Si vous aimez la publicité, c’est un incontournable.
Il est à cet art, ce que le Festival de Cannes est au cinéma, soit le plus prestigieux concours de publicité à l’échelle mondiale. Au mois de juin de chaque année se réunissent des milliers de personnes afin de voir les meilleures publicités de l’année et célébrer ses artisans. Un jury composé des créatifs issus des meilleures agences du monde décernent des Lions de bronze, d’argent et d’or aux petits bijoux qui ont été créés aux quatre coins de la planète.
En 2009, ce sont plus de 26 500 oeuvres d’art qui se sont retrouvées en compétition.
À chaque année, la compilation des meilleures publicités présentées aux Lions se retrouve sur plusieurs grands écrans pour le bonheur des amateurs ou des non-initiés qui voudraient se laisser surprendre. Car aimer le 7e art c’est aussi aimer la pub. Et c’est dans une salle de cinéma que cette dernière prend toute sa valeur.
Si la publicité que nous voyons au quotidien sur nos téléviseurs est plus souvent qu’autrement tout sauf de l’art ; les récipiendaires des Lions sont dans une classe à part.
Et pour s’en convaincre, il suffira de s’engouffrer confortablement dans une salle obscure du Cinéma du Parc entre le 13 et le 28 novembre.
La cuvée 2009 qui y sera présentée est un grand cru. À travers une heure et demie d’œuvres récompensées, le spectateur est invité à de belles découvertes.
Évidemment, ce sont souvent les mêmes compagnies qui se retrouvent chez les récipiendaires. Volks Wagen qui est un habitué de ces prix s’est vu remettre cette année le prix honorifique de l’annonceur de l’année. Et l’on comprend pourquoi lors de la projection.
D’autres perles se retrouvent sous la promotion de produits tels que le parfum Flora de Gucci. Un 30 secondes, réalisé par une boîte de pub de Milan, qui semble être un tableau animé de Gaugin. Au plan visuel, une autre grand bijou de la cuvée est la publicité du Spaceships Film Festival, réalisée par la même boîte de Madrid. Un visuel éclatant qui donne le souffle à un concept délirant dans son absurdité. Avec un slogan comme « Space would suck without the spaceships », le Festival ne pouvait que donner dans l’humour pour sa pub.
Comme c’est le cas quasi à chaque année, l’humour et plus particulièrement l’absurde sont très populaires chez les annonceurs et semblent être bien récompensé par les Lions.
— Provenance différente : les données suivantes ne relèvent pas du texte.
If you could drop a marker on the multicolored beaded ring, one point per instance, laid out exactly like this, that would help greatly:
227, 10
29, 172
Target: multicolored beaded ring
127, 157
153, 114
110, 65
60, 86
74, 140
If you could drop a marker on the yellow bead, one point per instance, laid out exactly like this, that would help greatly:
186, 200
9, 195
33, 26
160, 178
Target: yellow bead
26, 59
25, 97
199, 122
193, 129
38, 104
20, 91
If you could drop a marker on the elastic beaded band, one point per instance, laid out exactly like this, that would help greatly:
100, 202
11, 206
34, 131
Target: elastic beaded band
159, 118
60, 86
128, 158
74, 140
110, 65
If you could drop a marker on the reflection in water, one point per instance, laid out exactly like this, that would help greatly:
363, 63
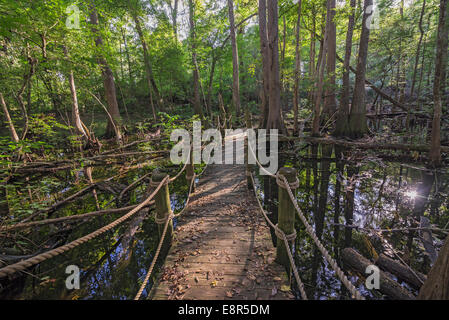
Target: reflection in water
112, 265
340, 192
345, 195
À ce titre les brasseurs de bières et les services d’employabilité comme Monster.ca nous offrent les meilleures trouvailles.
Dans un autre registre, les publicités porteuses de messages plus profonds et sociaux marquent également le spectateur. Parmi les meilleures, saluons les réalisations pour les causes de Amnistie, d’une campagne de désarmement de la Grande-Bretagne et de World Wide Life (WWF). Autant leurs causes sont cruciales, autant les concepts sont simples et percutants. Et saluons la plus décevante, soit Coca-Cola qui joue avec les sentiments en se prétendant humaniste et près des gens. Cherchons le lien avec leur produit.
Mais plus souvent qu’autrement, nous ne sommes pas déçus lors de la projection. Nous avons la chance d’assister à de vrais courts-métrages de quelques minutes (Stella Artois), à des scénarios qui donneraient de sublimes films (James Boag’s Daught) ou à de sexy 30 secondes (Axe et Levi’s). Ou mon grand coup de cœur personnel, l’œuvre du International Documentary Film Festival Amsterdam (IDFA), on l’écouterait en boucle.
En plus de ce divertissement varié, la projection nous permet de voyager grâce aux récipiendaires provenant de tous les continents. Mais aussi de faire en 100 minutes un rapide survol sociologique de plusieurs cultures. Car, par sa nature la pub vous renvoie en une demi-minute des valeurs, des besoins, des points sensibles de la société à laquelle elle s’adresse. Ce qui la rend triplement plus intéressante et enrichissante. Il est d’ailleurs intéressant lors de cette édition 2009 de voir comment Internet et les médias interactifs font sentir leur influence chez les créateurs.
La projection est en version originale internationale, soit avec sous-titres anglais.